Coding challenge for insight data engineering
A newspaper editor was researching immigration data trends on H1B(H-1B, H-1B1, E-3) visa application processing over the past years, trying to identify the occupations and states with the most number of approved H1B visas. Statistics can be found from the US Department of Labor and its Office of Foreign Labor Certification Performance Data.
The editor would like to analyze past years data for certified visa applications based on two metrics: Top 10 Occupations and Top 10 States.
Some requirements for this task are listed as follows:
- Code should be modular and reusable for future. Code should also work well on data for 2019 or 2020.
- Code should have reasonable time complexity and space complexity. The original data may be very large and the code is for no reason to run for hours.
- Code should be well-commented. Well-commented code will help with further update in the code.
- Code should deal with special situation like data missing.

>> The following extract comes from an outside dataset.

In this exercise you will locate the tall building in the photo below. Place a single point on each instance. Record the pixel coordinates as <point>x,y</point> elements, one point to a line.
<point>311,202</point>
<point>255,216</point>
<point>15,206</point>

- No external library is allowed.
The output data should following these rules: 1.The first line is the field name and separated by semicolumn. 2.The Top 10 Occupations or Top 10 States should be listed in a descending order based on how many times they appear in the data. If there are two occupations or states have the same count, sort them using alphabet. 3.The output consists of 3 column. First column is the name. Second column is the count. Third column is the how much percentage that occupation/states takes compared to the total number of certified visa.
To deal with the problem of finding top 10 items from large amount of data, there's mainly two steps.
- Use a hashtable to save the count for every element in the data. When it comes to python, a dictionary is used in this project. The time for building the dictionary is O(n). n is the number of instances in the data.
- Use MinHeap to keep track of the 10 most commonly appeared occupations and states. Choosing MinHeap because when adding a new element into the heap, the time for updating the heap is O(logk). k is the size of the heap. Thus, we can go through all the data and get the 10 most commonly appeared occupations or states in O(nlog10)
- Extract value and key from the heap and sort the result into the form needed: Sort by the count it appears. If two jobs or two states appear same amount of times, sort them using alphabet.
1.put the input data in input folder and name it h1b_input.csv 2.run the command: ./run.sh 3.the output will be ready in the output folder.